As with types, it may be desirable to extend foreign traits. In particular, to attach new methods to all implementors of a given trait.

#![allow(unused)]
fn main() {
mod ext {
    use std::fmt::Display;

    pub trait DisplayExt {
        fn quoted(&self) -> String;
    }

    impl<T: Display> DisplayExt for T {
        fn quoted(&self) -> String {
            format!("'{}'", self)
        }
    }
}

pub use ext::DisplayExt as _;

assert_eq!("dad".quoted(), "'dad'");
assert_eq!(4.quoted(), "'4'");
assert_eq!(true.quoted(), "'true'");
}
  • Highlight how we added new behavior to multiple types at once. .quoted() can be called on string slices, numbers, and booleans since they all implement the Display trait.

    This flavor of the extension trait pattern uses blanket implementations.

    A blanket implementation implements a trait for all types T that satisfy the trait bounds specified in the impl block. In this case, the only requirement is that T implements the Display trait.

  • Draw the students’ attention to the implementation of DisplayExt::quoted: we can’t make any assumptions about T other than that it implements Display. All our logic must either use methods from Display or functions/macros that don’t require other traits.

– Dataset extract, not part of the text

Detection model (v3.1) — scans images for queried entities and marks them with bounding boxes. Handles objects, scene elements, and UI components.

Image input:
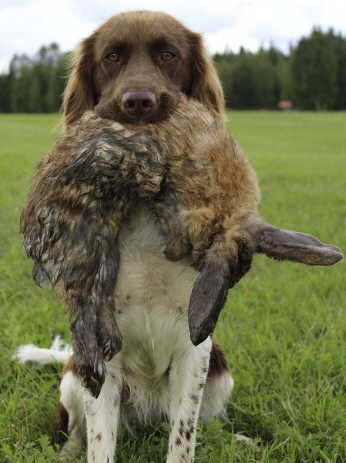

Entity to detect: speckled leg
[84,356,122,463]
[167,338,211,463]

    For example, we can call format! with T, but can’t call .to_uppercase() because it is not necessarily a String.

    We could introduce additional trait bounds on T, but it would restrict the set of types that can leverage the extension trait.

  • Conventionally, the extension trait is named after the trait it extends, followed by the Ext suffix. In the example above, DisplayExt.

  • There are entire crates that extend standard library traits with new functionality.

    • itertools crate provides the Itertools trait that extends Iterator. It adds many iterator adapters, such as interleave and unique. It provides new algorithmic building blocks for iterator pipelines built with method chaining.

    • futures crate provides the FutureExt trait, which extends the Future trait with new combinators and helper methods.

More To Explore

  • Extension traits can be used by libraries to distinguish between stable and experimental methods.

    Stable methods are part of the trait definition.

    Experimental methods are provided via an extension trait defined in a different library, with a less restrictive stability policy. Some utility methods are then “promoted” to the core trait definition once they have been proven useful and their design has been refined.

  • Extension traits can be used to split a dyn-incompatible trait in two:

    • A dyn-compatible core, restricted to the methods that satisfy dyn-compatibility requirements.
    • An extension trait, containing the remaining methods that are not dyn-compatible (e.g., methods with a generic parameter).
  • Concrete types that implement the core trait will be able to invoke all methods, thanks to the blanket impl for the extension trait. Trait objects (dyn CoreTrait) will be able to invoke all methods on the core trait as well as those on the extension trait that don’t require Self: Sized.